The Prospects for Skills and Employment in an Age of Digital Disruption: A Cautionary Note
Will robots eat our jobs? Is an AI employment apocalypse just around the corner, or will we be working a three day week alongside robot co-workers? The impact of digital innovation on work, employment and skills is hotly contested and big news. The Centre on Skills, Knowledge and Organisational Performance (SKOPE) has commissioned an overview of the research in this area, and we are pleased to be launching on Friday 16th November a SKOPE Research Paper that tries to cut thought the all the hype. The paper has been written by Professors Phil Brown, Caroline Lloyd and Manuel Souto-Otero from the School of Social Sciences, Cardiff University and it examines competing claims on the relationship between automation, skills and the future of work.

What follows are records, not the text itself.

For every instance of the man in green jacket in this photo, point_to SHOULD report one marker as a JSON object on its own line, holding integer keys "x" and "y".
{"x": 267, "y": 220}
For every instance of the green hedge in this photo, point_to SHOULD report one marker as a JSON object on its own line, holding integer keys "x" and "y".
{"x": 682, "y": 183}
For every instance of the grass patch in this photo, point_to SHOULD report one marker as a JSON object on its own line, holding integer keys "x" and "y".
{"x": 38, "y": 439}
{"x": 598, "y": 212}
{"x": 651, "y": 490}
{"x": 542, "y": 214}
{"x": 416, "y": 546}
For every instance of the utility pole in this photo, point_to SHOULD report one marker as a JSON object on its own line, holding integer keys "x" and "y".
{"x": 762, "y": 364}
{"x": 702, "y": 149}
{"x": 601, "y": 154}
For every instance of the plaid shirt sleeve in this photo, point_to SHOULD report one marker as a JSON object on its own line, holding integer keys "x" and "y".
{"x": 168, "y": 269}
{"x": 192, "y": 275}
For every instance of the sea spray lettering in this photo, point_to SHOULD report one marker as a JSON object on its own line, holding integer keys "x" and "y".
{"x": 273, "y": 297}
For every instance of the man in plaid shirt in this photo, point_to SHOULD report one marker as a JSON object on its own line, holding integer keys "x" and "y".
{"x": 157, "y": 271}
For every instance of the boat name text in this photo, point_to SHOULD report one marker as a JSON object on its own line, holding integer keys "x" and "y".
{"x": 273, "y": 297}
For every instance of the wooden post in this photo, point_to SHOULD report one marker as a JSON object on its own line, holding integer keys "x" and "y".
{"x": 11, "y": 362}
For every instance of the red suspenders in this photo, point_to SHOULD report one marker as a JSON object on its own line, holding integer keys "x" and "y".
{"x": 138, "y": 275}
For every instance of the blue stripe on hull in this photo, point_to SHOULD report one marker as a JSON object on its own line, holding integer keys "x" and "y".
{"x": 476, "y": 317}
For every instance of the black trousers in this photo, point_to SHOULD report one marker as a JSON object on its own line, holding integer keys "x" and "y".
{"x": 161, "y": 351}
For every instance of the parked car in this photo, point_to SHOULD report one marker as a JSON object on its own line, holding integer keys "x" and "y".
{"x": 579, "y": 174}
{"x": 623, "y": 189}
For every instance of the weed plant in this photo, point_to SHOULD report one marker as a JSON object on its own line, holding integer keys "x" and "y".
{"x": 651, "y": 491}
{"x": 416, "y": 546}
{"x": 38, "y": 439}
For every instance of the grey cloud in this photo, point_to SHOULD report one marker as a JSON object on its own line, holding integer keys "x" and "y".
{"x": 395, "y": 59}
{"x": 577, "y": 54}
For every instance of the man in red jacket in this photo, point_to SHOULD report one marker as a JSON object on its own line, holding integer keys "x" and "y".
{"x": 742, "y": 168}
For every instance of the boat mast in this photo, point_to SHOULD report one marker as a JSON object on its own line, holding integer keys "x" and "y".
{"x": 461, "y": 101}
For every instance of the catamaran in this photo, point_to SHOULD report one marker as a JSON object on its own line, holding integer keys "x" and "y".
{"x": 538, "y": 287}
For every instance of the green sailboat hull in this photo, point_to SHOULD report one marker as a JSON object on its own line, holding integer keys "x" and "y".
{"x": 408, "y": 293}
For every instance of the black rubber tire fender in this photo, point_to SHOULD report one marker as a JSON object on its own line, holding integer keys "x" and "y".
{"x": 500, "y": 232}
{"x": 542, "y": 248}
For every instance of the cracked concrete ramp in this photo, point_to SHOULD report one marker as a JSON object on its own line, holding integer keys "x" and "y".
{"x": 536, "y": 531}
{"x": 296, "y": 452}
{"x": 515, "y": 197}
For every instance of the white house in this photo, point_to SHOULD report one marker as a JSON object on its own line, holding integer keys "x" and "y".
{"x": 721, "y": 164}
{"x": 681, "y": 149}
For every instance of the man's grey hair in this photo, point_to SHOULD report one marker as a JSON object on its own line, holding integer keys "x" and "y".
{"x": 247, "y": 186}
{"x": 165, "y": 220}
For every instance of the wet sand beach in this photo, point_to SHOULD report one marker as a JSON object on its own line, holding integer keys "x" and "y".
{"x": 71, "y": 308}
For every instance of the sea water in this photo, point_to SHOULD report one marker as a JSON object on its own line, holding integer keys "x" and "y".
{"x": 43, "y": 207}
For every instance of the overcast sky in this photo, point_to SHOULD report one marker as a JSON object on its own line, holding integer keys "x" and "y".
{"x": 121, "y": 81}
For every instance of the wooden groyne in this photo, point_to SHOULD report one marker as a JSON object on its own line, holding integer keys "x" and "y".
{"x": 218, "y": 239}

It explores the research evidence on the scale of job losses anticipated as a consequence of digital disruption, and presents three scenarios of the impact of digital disruption on future skill requirements, before considering how evidence on automation and digital disruption is used to influence and inform UK government policy interventions on skills, employment and labour markets.
The paper recommends caution in interpreting existing evidence. While high profile reports on digital disruption make for eye-catching headlines, they make for poor policy formulation. A key message is that technology is not destiny. It is human decisions that will determine the future of work.